Guidelines for Practical Utilization of Intraoperative Frozen Sections

Author Affiliations

From the Departments of Pathology, St Louis University (Dr Prey) and St John's Mercy Medical Center (Drs Prey and Martin), St Louis; and the Department of Surgery, Holmes Regional Medical Center, Melbourne, Fla (Dr Vitale). Dr Prey is now with SmithKlein Bio-Science Laboratories, St Louis.

Arch Surg. 1989;124(3):331-335. doi:10.1001/archsurg.1989.01410030081013

• We reviewed 4057 intraoperative frozen sections from 1980 through 1984 to assess the accuracy, strengths, and weaknesses of this technique. Breast, lymph node, and skin comprised half of the sites evaluated. Frozen-section and final diagnoses agreed in 91.5% and disagreed in 6.8% of the cases; 1.7% of the cases were deferred. False-negative frozen-section diagnoses were due to pathologist sampling or judgment errors and surgeon sampling errors.
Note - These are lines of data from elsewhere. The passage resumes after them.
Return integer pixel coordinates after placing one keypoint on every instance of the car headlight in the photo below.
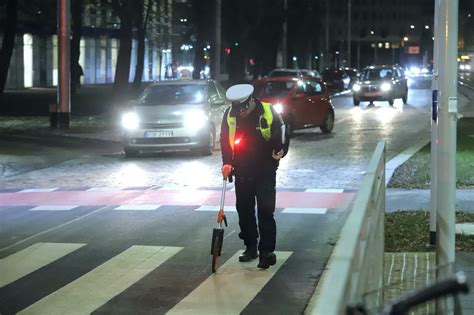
(385, 87)
(130, 121)
(278, 108)
(195, 120)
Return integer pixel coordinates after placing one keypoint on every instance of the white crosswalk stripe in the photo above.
(98, 286)
(38, 190)
(230, 290)
(305, 210)
(216, 208)
(53, 208)
(138, 207)
(32, 258)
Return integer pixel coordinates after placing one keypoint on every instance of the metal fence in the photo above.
(356, 264)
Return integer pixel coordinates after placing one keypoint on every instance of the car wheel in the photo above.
(328, 124)
(131, 152)
(405, 98)
(207, 149)
(290, 128)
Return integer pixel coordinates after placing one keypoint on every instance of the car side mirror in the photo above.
(300, 96)
(217, 102)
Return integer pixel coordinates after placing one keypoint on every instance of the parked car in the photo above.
(302, 102)
(380, 83)
(353, 75)
(283, 72)
(336, 79)
(183, 114)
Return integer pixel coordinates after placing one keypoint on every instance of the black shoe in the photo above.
(249, 254)
(266, 260)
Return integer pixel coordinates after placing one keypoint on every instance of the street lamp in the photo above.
(295, 62)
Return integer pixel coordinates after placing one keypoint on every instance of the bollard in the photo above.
(53, 116)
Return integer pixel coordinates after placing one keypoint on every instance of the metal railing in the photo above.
(356, 264)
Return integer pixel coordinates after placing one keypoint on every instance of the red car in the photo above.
(302, 102)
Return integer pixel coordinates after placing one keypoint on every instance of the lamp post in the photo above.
(349, 30)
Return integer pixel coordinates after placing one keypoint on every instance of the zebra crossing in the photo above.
(113, 251)
(228, 291)
(308, 201)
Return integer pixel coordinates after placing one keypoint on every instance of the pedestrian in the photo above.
(253, 140)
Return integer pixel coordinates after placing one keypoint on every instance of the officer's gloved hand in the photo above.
(227, 171)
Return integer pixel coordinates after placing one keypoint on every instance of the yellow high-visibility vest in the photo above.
(266, 132)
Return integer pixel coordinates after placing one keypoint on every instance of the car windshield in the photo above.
(173, 94)
(283, 73)
(332, 74)
(275, 89)
(377, 74)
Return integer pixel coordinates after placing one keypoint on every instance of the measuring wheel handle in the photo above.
(216, 247)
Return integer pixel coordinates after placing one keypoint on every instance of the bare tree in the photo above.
(142, 14)
(11, 24)
(122, 70)
(77, 11)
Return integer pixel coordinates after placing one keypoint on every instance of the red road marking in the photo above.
(285, 199)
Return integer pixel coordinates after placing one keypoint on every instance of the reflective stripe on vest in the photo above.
(266, 132)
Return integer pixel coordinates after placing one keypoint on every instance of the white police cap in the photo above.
(239, 93)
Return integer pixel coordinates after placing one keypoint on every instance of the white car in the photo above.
(175, 115)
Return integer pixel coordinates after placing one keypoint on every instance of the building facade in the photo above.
(34, 61)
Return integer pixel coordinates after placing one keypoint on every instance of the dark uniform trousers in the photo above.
(261, 189)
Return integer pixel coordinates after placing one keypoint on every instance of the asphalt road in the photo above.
(85, 230)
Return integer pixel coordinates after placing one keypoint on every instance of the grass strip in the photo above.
(408, 231)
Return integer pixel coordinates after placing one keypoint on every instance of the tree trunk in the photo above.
(76, 12)
(140, 58)
(122, 70)
(203, 25)
(8, 42)
(141, 24)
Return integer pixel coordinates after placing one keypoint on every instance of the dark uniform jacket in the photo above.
(253, 154)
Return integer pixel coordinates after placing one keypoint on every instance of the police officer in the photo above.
(253, 140)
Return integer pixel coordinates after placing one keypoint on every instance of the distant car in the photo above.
(183, 114)
(353, 75)
(380, 83)
(464, 66)
(336, 79)
(302, 102)
(283, 72)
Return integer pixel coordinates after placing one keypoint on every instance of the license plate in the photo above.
(159, 134)
(371, 93)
There were eight (0.15%) false-positive diagnoses, none of which altered patient treatment. We recommend that lymph nodes for lymphoproliferative disorders and breast tissue for which a malignant diagnosis will not result in an immediate mastectomy not be submitted for frozen-section diagnosis. Appropriate studies of these tissues can be carried out without an intraoperative diagnosis; such a policy will increase the cost-effectiveness of frozen sections without compromising patient care.